The framework schema creates a global replay index on `(aggregate_type,
sequence)` because projection replay is aggregate-type scoped. The stream
uniqueness constraint already covers stream loads, so a second identical stream
index is unnecessary in fresh schemas. Schema migration v6 removes the old
duplicate `{events_table}_stream_idx` index when it exists:

* SQLite and PostgreSQL drop `{events_table}_stream_idx` directly with `DROP
  INDEX IF EXISTS`.
* MySQL discovers non-unique indexes whose ordered columns are exactly
  `(aggregate_type, aggregate_id, revision)` and drops only those duplicates,
  preserving the unique stream constraint and the global replay index.

## Bounded Projection Replay

`EventStore::load_global_after` and projection runner `run(...)` methods remain
available for compatibility, but they load the full backlog after the
checkpoint. Production workers should prefer the bounded APIs:

```rust theme={null}
use ddd_cqrs_es::ProjectionBatchConfig;

let config = ProjectionBatchConfig::default();
let outcome = runner.run_batch::<BankAccount, _>(&event_store, config)?;

if !outcome.caught_up {
    // Schedule another batch immediately or let the worker loop continue.
}
```

The default batch size is `500`. SQL adapters apply `LIMIT`, Redis uses
`ZRANGEBYSCORE ... LIMIT`, and the in-memory store uses iterator `take`, so the
bounded path avoids fetching an unbounded tail in production adapters.

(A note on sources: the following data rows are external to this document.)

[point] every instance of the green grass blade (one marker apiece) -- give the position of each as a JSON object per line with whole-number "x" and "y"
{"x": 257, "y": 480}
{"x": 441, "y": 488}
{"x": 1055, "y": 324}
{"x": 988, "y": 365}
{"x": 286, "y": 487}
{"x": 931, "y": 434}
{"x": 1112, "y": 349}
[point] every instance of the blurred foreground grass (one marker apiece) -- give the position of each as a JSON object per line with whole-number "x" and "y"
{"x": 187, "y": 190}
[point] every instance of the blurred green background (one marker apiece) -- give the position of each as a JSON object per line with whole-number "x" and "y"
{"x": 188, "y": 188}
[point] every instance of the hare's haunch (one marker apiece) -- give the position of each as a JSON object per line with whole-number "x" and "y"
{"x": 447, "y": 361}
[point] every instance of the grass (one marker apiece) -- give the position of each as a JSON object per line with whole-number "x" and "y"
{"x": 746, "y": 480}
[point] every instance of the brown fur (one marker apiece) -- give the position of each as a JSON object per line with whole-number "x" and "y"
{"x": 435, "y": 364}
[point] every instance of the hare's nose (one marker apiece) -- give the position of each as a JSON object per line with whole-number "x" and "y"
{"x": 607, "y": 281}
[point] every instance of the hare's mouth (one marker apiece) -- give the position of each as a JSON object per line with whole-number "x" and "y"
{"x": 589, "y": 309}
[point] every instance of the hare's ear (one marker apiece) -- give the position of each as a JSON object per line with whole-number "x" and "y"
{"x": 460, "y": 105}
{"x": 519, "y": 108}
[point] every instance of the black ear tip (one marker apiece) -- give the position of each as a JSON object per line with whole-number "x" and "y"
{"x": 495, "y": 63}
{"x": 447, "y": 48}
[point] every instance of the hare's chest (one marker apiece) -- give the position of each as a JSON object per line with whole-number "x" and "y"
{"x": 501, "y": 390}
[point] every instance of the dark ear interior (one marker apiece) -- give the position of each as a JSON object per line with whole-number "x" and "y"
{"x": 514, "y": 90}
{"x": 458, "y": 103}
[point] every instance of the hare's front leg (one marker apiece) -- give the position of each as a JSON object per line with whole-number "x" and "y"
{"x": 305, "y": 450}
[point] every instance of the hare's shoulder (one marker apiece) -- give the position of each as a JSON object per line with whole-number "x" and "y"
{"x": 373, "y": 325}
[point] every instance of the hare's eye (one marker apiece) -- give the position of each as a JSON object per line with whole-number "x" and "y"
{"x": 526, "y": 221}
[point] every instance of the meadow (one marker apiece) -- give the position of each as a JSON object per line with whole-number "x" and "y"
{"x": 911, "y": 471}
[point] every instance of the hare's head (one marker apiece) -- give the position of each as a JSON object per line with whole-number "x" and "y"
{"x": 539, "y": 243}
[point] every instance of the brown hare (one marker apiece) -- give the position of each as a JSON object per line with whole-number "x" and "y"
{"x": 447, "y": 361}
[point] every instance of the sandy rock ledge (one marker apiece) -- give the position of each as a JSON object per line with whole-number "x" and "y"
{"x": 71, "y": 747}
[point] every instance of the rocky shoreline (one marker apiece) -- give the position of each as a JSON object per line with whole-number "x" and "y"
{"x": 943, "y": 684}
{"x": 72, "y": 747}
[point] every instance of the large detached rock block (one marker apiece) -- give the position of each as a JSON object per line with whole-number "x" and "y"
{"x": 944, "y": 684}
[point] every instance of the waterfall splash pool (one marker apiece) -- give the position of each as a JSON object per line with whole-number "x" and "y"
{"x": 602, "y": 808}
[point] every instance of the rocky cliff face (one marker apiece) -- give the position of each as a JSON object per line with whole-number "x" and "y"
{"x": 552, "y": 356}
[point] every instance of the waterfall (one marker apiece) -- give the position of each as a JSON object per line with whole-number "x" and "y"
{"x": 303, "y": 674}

## Read Models Own Product Queries

Do not turn the event table into an ad hoc reporting database. Avoid these
patterns on hot paths:

* Filtering or sorting by fields inside `payload` JSON.
* Joining the event table directly into product screens.
* Replaying a full stream on every read request once the stream can grow large.
* Loading all global events just to show a small read-model value.

Instead, project the fields you query into application-owned read-model tables.
Index those tables for the UI access pattern, not for the event-store write
pattern.

For example, a dashboard should read:

```sql theme={null}
SELECT balance, status, updated_at_ms
FROM account_read_model
WHERE account_id = ?;
```

It should not filter historical `payload` JSON to discover the current balance.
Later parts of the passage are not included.